Le Tribunal Administratif de Besançon a rejeté la requête de M. A, agent de l'EPLEFPA de Besançon, qui demandait l'annulation du rejet implicite de sa demande de protection fonctionnelle. Le tribunal a estimé que la directrice de l'établissement avait pu légalement refuser cette protection, car les faits de harcèlement sexuel reprochés à l'agent étaient matériellement établis et présentaient le caractère d'une faute personnelle détachable du service. La solution est fondée sur les articles L. 134-1 et L. 134-4 du code général de la fonction publique. Par conséquent, la demande d'injonction et les conclusions relatives aux frais de justice présentées par M. A ont également été rejetées.

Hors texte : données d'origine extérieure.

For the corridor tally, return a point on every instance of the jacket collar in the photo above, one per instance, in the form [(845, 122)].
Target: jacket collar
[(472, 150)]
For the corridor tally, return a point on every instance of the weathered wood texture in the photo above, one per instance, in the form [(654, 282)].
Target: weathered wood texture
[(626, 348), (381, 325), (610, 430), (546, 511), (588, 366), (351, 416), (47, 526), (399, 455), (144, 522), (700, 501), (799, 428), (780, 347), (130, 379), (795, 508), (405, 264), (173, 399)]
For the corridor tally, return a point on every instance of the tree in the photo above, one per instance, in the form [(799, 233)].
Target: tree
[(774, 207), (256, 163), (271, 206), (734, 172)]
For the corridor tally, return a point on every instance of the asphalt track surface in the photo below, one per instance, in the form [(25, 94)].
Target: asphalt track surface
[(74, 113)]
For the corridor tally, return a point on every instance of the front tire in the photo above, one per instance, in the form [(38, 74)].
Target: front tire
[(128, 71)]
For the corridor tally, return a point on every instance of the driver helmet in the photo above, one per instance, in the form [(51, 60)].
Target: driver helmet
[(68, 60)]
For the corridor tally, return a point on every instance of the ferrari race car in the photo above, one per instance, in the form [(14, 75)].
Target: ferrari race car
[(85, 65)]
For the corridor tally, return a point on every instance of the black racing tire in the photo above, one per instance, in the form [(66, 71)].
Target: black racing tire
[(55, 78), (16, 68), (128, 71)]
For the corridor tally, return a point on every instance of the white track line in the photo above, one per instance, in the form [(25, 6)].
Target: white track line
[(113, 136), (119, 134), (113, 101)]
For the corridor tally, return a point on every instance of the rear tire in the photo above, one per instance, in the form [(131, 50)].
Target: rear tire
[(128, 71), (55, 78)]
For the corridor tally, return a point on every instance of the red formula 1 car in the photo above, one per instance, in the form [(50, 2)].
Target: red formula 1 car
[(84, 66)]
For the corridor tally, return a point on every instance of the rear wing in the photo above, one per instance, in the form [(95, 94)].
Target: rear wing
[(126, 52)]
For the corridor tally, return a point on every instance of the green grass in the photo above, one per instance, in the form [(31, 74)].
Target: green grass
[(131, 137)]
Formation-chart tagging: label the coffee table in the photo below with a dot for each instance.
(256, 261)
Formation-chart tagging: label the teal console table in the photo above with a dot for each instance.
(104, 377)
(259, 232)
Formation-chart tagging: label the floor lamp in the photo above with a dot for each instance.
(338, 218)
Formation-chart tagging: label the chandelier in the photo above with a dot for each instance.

Le Tribunal Administratif de Besançon a été saisi par Mme A, aide-soignante contractuelle, qui demandait la condamnation du centre hospitalier intercommunal (CHI) du Pays du Revermont pour recours abusif aux contrats à durée déterminée (CDD) et non-respect de son droit à un contrat à durée indéterminée (CDI) à compter de 2018. Le tribunal a examiné la requête au regard de la directive européenne 1999/70/CE, de la loi n° 86-33 du 9 janvier 1986 et du décret n° 91-155 du 6 février 1991. La solution retenue n'est pas explicitée dans l'extrait fourni, mais le tribunal a entendu les parties et pris la décision en audience publique.
Le Tribunal Administratif de Besançon a rejeté la requête de la SCI Capavenir, qui contestait la délibération du 3 avril 2024 de la communauté de communes Terre d'Emeraude approuvant son plan local d'urbanisme intercommunal. La société demandait l'annulation de plusieurs dispositions affectant sa parcelle, notamment la création d'une servitude d'espaces paysagers, le classement en zone naturelle et la création d'une zone à urbaniser. Le tribunal a jugé que la servitude d'espaces paysagers était justifiée par la présence de structures végétales et par des objectifs de sécurité routière, et que le classement en zone naturelle n'était pas entaché d'erreur manifeste d'appréciation. Enfin, les conclusions relatives à la zone à urbaniser ont été déclarées irrecevables, la SCI ne justifiant pas d'un intérêt à agir en l'absence de propriété sur les parcelles concernées. La décision s'appuie sur les articles L. 151-23 du code de l'urbanisme et L. 761-1 du code de justice administrative.
Le Tribunal Administratif de Besançon a rejeté la requête du syndicat mixte des Deux Lacs, qui demandait la condamnation solidaire des sociétés Vert Marine et VM 25160 à lui verser 87 979,39 euros au titre de consommations et de congés payés liés à l'exploitation d'un centre aquatique. Le tribunal a considéré que la demande indemnitaire se heurtait à l'autorité de la chose jugée attachée à son précédent jugement du 16 mars 2023, qui avait déjà annulé le titre de recette émis par le syndicat. La requête a été rejetée, et le syndicat a été condamné à verser 1 500 euros à chacune des deux sociétés défenderesses au titre des frais de justice.
Le Tribunal Administratif de Besançon a rejeté la requête de Mme B, qui contestait le certificat d'urbanisme négatif délivré par le maire de Bretagne pour son projet de construction. Le tribunal a jugé que la décision était suffisamment motivée, conformément aux articles L. 410-1 et R. 410-14 du code de l'urbanisme. Il a également estimé que le motif de refus fondé sur l'article L. 111-3 du même code était légal, le projet étant situé en dehors des parties urbanisées de la commune. Par conséquent, la demande d'annulation et les conclusions accessoires ont été rejetées.